![plane]](https://uprootinganxiety.com/wp-content/uploads/2016/05/plane.jpg?w=656)
Here’s a point of view you won’t hear often: I am grateful for anxiety. Extremely grateful. Despite the misery it has inflicted on me, anxiety has given me – or rather forced upon me – the opportunity to actually get to know myself.
It’s been hell, but it has been entirely necessary. And, as I begin to pick up the pieces and slot myself back together, it feels solid. It doesn’t feel like some bandage I’m using to plaster over tectonic fault lines – the person that’s emerging from this feels like one built on strong foundations.
But before I really get into my own experience with anxiety – which I’ll be doing from next week – I thought it would be prudent to give an overview of what anxiety actually is.
You are flying. You’ve been flying for some time, and recently, all you’ve been flying through is storms. The plane is damaged, and the passengers terrified. All the warning lights have come on, and you have to land.

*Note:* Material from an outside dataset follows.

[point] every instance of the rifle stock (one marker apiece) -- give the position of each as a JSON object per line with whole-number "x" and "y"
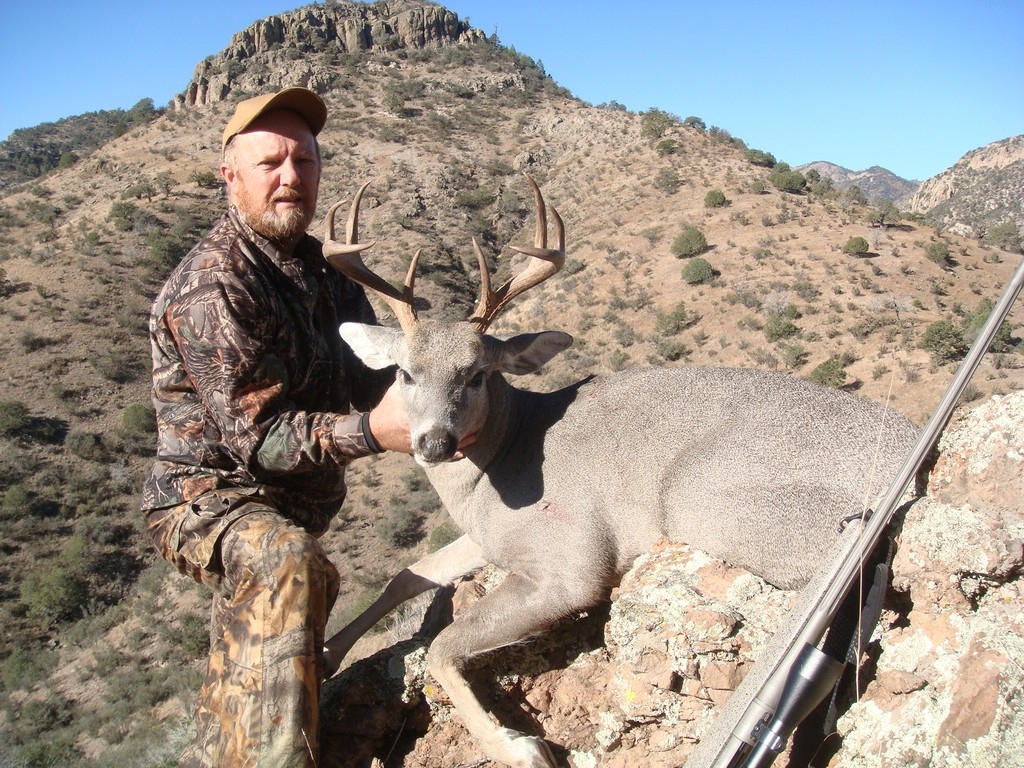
{"x": 747, "y": 732}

Those warning lights are anxiety. You can’t take your eye off them, and they won’t go away until you land. If you choose not to, you’ll crash and burn. If you do, your plane will be repaired, refilled, and you can get on your way.

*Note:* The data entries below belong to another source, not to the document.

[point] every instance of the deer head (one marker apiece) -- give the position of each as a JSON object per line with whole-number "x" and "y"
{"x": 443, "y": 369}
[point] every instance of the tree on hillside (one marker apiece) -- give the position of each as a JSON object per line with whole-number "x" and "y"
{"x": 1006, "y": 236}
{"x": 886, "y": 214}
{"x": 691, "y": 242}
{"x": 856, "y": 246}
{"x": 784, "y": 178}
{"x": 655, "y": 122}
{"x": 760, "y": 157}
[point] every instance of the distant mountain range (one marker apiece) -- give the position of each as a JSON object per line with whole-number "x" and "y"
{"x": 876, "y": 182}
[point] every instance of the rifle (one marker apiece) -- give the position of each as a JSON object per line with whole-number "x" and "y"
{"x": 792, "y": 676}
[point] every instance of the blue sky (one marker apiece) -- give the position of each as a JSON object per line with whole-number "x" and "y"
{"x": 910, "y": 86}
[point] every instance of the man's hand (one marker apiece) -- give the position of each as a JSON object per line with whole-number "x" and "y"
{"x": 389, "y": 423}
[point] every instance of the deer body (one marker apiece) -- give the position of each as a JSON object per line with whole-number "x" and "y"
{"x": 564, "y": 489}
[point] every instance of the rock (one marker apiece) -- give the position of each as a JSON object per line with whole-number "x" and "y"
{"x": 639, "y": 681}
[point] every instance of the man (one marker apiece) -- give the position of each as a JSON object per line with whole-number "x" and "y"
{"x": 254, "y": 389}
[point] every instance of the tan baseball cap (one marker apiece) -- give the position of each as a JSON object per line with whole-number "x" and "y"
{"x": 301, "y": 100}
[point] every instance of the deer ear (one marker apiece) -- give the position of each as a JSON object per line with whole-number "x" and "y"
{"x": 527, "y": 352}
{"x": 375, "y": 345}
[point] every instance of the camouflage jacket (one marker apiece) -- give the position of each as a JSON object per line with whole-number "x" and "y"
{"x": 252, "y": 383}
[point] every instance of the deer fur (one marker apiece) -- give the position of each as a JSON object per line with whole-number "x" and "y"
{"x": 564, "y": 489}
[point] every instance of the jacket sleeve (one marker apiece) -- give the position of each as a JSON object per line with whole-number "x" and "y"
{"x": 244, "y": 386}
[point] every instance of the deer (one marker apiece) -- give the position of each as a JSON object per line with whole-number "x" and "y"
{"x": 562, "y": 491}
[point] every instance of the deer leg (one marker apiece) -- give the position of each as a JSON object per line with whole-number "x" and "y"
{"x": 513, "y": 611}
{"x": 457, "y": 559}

This is why anxiety is a cloud with silver lining. The coming crash landing will terrify you to your core, and you’ll feel like a failure no matter what when you hit the tarmac.
But it’s just a moment.
There will be another, and one of them will be when you are back in the air, happily coasting along in autopilot without a care in the world.
Everything is temporary.
This is how I understand anxiety. But how it feels is an entirely different story altogether.
It’s late at night and you are by yourself in some quiet train station in the middle of nowhere. You’ve had a great night, but you are cold, tired, quite drunk, and just want your bed.
Waiting for the last ride out of there, you look down the platform for an update, but instead you see two figures advancing on you. With the hoods up, you can’t see any of their faces apart from their eyes.
Both sets are locked on you with intent.
One reaches into their pocket for something.
Moving faster now and mere metres away, your brain sees the threat and goes to react.
One of three things will now happen, entirely dependent on how you are hardwired. You’ll either leg it – the flight response – launch into the pair – the fight response – or stand there and let it happen to you – the freeze response.
The three Fs have ensured the survival of countless humans over the years, including undoubtedly yourself at some point. When you encounter an immediate threat, this ancient part of your brain reacts instantly. In most cases, you’ll have already begun to respond before the rest of your brain has even caught up. Your heart rate jumps, your blood fills with adrenaline and cortisol, your muscles tighten, and peripheral thought and vision drops to focus on the threat. Your body prepares itself to fight for its life.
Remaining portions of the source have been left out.